When US organization Children and Screens: Institute of Digital Media and Child Development convened over 100 global experts (scholars, educators, care providers, and leaders from youth- and family-serving organizations) for its invitation-only retreat—Character Matters: Values and Resilience in the Digital Age— it underscored a critical truth: in a rapidly evolving digital world, empathy is not optional. It is foundational.
Mary Gordon’s participation brought a vital perspective that will also be captured in a public 4-part webinar series to be released in Fall 2026. Grounded in decades of evidence, empathy must be intentionally nurtured not only in children, but in the systems, relationships, and environments that shape them.
Empathy Begins in Relationship—Especially in a Digital Age
A central theme of the retreat was clear: children develop values through relationships, not screens.
Mary emphasized that empathy is not taught – it is caught. Children experience through attuned human connection. This has profound implications today, particularly as:
- Technology competes for attention between parents and children
- A generation raised on devices is now becoming parents themselves
- Early relational moments—the building blocks of empathy—are increasingly disrupted
Roots of Empathy and Seeds of Empathy directly respond to this challenge. They not only develop empathy in children, but also model for educators and caregivers how to:
- Be fully present in relationships
- Practice empathic listening without assumptions, without judgment
- Help children name and understand emotions, and develop empathy through reflection and practice
The message is simple but urgent: children need human connection to develop empathy—and adults need support to model and provide it.
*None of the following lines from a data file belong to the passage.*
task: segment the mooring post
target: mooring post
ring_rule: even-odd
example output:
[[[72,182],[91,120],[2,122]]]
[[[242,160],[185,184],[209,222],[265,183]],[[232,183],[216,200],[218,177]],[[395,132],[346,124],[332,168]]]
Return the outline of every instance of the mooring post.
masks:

The Double-Edged Nature of Digital Technology
The retreat also highlighted a more nuanced reality: digital environments are not inherently harmful—but they are not neutral.
- Technology can expand empathy by exposing children to diverse perspectives and experiences
- But it can also undermine empathy, particularly when design prioritizes engagement over well-being
Many digital platforms are intentionally built to:
- Maximize attention through features like endless scrolling
- Reinforce impulse over self-regulation
- Enable interactions that lack real-time emotional feedback—making it harder for children to understand the impact of their actions
As discussed, this can create a “perfect storm” where empathy is diminished rather than strengthened. Mary was clear in her guidance:
- Children 18 months and younger should have no exposure to screens
- When media is introduced, it should be shared with a caregiver, who helps interpret and humanize the experience
This is where Roots of Empathy’s approach is especially relevant—centering relationship, emotional literacy, and real human interaction as the foundation for healthy development.
Reclaiming What We Value: From Achievement to Caring
Another powerful thread that Mary sewed in the retreat was the need to rebalance what we prioritize for children.
In a culture that often emphasizes achievement and competition, empathy can be sidelined. Yet the development of intrinsic motivation and intrinsic pride—rather than external validation—is essential for moral and emotional growth.
Roots of Empathy reinforces this by helping children:
- Understand their own feelings and identity
- Develop intrinsic motivation, rather than becoming dependent on praise or comparison
- Expand their circle of care to include others—especially those who are different from them
This shift—from performance to purpose, from competition to connection—is central to building caring, peaceful, and civil societies.
Scaling Impact Through the Empathy Movement
Roots of Empathy:
- Develops empathy directly in children through classroom programs
- Engages global leaders, researchers, and institutions to embed empathy into policies, practices, and design
Because when empathy shapes not only individuals—but the environments around them—the impact is deeper and more enduring
Child by Child—and System by System
- Building empathy in children, and
- Shaping the world those children grow up in
In a digital age that is redefining how children connect, learn, and see themselves, this work has never been more urgent.
This is how we change the world—child by child, and system by system.